La tradition populaire à toujours donné le nom du créateur à sa créature, c’est une chose qui m’a toujours surpris… Mais revenons au film, la couleur éclate sur chaque image, on ne voit qu’elle, sa présence est vivante, et permet des débordements sanguinaires écarlates. L’histoire est universellement connue, mais retravaillée : « …Avant d’être guillotiné, le Baron
Frankenstein reçoit dans sa cellule un prêtre à qui il raconte son histoire.
Désireux de dépasser les limites de la science actuelle, il a conçu un être à partir d’éléments de cadavres.
Le corps d’un voleur, les mains d’un sculpteur
et le cerveau d’un savant constituent les différentes parties de ce corps rapiécé, censé représenter l’homme idéal.
Mais la créature, dotée d’une force surhumaine, ne se satisfait pas de sa condition d’esclave à la solde de son inventeur… »
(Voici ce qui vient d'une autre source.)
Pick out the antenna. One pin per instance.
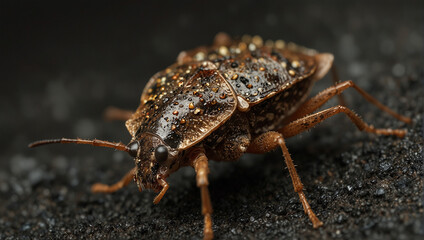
(95, 142)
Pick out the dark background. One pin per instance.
(63, 63)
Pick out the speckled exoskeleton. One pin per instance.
(221, 101)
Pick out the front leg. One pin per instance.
(199, 162)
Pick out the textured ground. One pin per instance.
(63, 65)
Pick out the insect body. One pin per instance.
(221, 101)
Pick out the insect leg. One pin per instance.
(317, 101)
(104, 188)
(336, 79)
(113, 113)
(199, 162)
(267, 142)
(310, 121)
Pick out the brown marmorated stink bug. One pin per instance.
(221, 101)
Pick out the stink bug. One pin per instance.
(221, 101)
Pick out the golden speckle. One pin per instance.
(197, 111)
(242, 46)
(246, 38)
(295, 64)
(257, 40)
(252, 47)
(223, 50)
(200, 56)
(269, 43)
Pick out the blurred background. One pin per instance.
(64, 62)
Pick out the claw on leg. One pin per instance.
(199, 162)
(104, 188)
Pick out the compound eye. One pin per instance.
(133, 148)
(161, 153)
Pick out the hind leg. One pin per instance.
(104, 188)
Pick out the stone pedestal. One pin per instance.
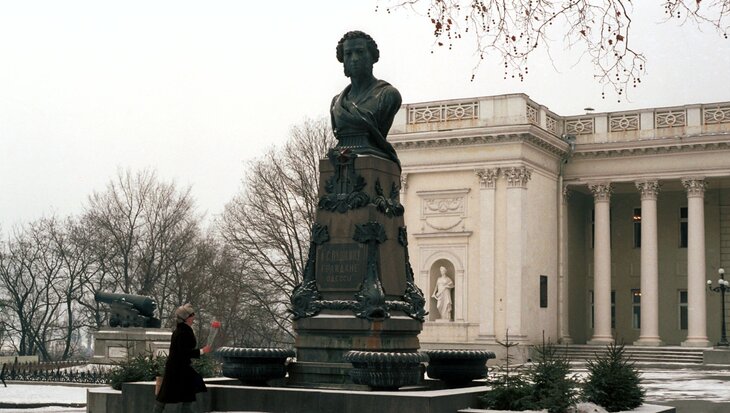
(358, 291)
(117, 344)
(716, 356)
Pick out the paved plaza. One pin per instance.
(689, 388)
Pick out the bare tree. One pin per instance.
(70, 240)
(268, 224)
(30, 272)
(513, 30)
(145, 230)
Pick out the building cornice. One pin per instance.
(715, 141)
(526, 133)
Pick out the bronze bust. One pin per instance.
(363, 113)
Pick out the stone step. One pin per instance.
(637, 353)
Le rôle principal du film est bien sur le Baron Frankenstein, PETER CUSHING donne noblesse, allant, sympathie, à ce médecin aristocrate pseudo scientifique, dépourvu de principes moraux, et par là même en fait de lui, le monstre du film.
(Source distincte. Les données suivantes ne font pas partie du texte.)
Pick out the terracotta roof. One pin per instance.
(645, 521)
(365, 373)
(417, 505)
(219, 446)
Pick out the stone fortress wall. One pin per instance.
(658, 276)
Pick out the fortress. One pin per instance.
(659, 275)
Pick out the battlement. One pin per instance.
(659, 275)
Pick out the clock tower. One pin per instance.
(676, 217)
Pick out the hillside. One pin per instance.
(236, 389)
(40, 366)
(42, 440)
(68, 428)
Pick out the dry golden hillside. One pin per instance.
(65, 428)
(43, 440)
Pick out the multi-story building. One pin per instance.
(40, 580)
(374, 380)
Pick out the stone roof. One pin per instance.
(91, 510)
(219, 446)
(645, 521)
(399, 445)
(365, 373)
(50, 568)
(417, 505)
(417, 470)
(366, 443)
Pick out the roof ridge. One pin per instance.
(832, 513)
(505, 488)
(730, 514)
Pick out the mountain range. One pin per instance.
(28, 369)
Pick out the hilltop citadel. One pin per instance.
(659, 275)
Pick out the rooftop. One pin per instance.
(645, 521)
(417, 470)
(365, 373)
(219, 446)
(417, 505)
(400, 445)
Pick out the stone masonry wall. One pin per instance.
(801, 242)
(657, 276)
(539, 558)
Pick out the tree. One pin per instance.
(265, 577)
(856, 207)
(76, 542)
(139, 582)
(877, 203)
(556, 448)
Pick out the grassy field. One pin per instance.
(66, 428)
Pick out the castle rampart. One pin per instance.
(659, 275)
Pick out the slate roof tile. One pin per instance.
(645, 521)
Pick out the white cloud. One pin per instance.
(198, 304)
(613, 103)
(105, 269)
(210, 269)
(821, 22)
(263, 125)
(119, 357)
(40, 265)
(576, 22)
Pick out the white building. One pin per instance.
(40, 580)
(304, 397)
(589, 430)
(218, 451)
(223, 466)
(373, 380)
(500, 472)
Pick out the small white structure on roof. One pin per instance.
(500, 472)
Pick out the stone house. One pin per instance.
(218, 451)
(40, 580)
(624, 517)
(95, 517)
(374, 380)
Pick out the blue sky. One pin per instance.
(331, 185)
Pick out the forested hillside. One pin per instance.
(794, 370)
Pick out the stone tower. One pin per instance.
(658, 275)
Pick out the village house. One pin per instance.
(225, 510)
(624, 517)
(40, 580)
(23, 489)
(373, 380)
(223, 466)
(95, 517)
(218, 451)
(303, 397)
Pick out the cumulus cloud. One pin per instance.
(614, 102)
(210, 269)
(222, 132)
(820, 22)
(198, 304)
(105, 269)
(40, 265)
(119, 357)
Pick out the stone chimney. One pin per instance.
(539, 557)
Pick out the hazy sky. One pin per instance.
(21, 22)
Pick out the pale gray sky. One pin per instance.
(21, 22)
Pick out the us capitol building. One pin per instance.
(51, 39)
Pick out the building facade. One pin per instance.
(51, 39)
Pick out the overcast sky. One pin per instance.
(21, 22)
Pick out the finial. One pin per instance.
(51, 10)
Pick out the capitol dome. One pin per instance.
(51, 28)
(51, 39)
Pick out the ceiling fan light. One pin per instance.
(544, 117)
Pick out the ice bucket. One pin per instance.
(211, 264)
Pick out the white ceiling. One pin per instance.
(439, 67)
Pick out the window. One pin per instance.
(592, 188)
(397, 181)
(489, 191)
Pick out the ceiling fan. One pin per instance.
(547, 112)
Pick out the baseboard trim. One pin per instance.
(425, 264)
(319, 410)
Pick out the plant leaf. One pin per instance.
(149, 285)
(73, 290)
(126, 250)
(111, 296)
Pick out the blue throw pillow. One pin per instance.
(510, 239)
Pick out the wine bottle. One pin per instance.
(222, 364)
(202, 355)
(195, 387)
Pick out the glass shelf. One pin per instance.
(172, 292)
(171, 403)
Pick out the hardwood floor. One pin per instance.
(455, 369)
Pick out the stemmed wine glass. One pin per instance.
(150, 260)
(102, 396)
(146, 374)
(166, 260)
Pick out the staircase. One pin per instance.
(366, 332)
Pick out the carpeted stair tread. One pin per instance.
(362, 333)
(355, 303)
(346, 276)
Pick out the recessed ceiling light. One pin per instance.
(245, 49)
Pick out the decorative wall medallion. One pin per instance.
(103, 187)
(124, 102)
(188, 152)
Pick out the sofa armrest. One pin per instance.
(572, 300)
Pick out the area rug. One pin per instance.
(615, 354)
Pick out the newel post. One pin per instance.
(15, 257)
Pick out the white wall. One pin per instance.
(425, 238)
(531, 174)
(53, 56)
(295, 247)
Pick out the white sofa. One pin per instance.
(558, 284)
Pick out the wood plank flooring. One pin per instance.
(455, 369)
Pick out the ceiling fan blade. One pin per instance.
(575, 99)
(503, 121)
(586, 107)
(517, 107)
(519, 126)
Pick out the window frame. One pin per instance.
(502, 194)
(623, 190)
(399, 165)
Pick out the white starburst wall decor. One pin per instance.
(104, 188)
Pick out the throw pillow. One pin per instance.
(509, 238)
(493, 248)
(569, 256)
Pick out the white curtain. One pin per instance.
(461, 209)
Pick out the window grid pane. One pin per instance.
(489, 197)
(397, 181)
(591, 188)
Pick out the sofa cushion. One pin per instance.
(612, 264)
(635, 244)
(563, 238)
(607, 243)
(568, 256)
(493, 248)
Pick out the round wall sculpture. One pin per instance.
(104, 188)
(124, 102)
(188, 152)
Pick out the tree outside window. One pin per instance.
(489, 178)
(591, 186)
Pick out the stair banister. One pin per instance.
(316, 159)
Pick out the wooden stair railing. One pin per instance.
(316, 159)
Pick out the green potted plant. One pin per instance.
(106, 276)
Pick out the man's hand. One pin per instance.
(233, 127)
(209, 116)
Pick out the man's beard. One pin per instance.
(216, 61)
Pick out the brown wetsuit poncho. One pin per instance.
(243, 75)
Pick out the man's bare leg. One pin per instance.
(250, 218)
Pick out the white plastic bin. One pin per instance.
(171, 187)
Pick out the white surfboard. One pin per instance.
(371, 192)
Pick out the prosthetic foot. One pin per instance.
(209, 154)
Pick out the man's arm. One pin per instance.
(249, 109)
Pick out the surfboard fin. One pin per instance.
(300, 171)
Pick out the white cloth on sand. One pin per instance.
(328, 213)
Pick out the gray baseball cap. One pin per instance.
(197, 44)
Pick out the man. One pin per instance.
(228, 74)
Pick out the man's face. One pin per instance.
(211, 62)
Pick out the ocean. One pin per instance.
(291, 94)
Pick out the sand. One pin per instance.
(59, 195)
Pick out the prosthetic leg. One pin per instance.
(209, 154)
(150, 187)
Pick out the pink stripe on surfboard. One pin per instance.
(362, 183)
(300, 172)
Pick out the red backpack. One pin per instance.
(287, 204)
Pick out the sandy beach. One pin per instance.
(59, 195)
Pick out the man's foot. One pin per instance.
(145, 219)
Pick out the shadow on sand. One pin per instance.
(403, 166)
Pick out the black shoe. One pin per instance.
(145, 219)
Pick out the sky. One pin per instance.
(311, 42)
Il réinvente toute la mythologie du thème, à des années lumières de James Whale. « THE CURSE OF FRANKENSTEIN » marque la naissance d’une série de films sur le mythe de Frankenstein, dans lesquels PETER CUSHING incarnera le Baron six fois
sur un ensemble de sept films, la naissance de deux acteurs souvent indissociables, lui et CHRISTOPHER LEE, qui bien des décennies plus tard joueront dans les deux principales sagas de l’histoire du Cinéma, « Star Wars »,
et CHRISTOHER LEE dans « Le Seigneur Des Anneaux ».
Le film marque également la naissance d’un réalisateur, d’un créateur de génie TERENCE FISHER, d’une équipe technique faisant des merveilles et des miracles, et d’une firme dont le nom brille au firmament du 7ème Art, La HAMMER FILMS, synonyme de qualité visuelle,
technique, et créatrice d’un style, d’une esthétique à la fois gothique et victorienne, où chaque détail est pensé avec précision et justesse, d’une véritable identité visuelle.
« THE CURSE OF FRANKENSTEIN » est pour moi le premier Chef d’ Œuvre de la HAMMER. Très audacieux pour son temps, le beau y côtoie le sordide, la bonté l’horreur. FISHER nous plonge dans une époque tourmentée, difficile, où la vie est un combat sans pitié.
Comme je vous l’ai dit à sa sortie, en mai 1957, le film connait un vrai triomphe, et pas seulement en Angleterre, ce qui incite et donne envie à TERENCE FISHER de continuer dans cette voie du fantastique pour notre plus grand bonheur. La HAMMER s’est enfin trouvée, elle vient d’ouvrir une porte par laquelle elle s’engouffre,
et va révolutionner le cinéma fantastique d’horreur et de science fiction.
A très bientôt, pour de nouvelles Histoires Fantastiques de la HAMMER FILMS !!!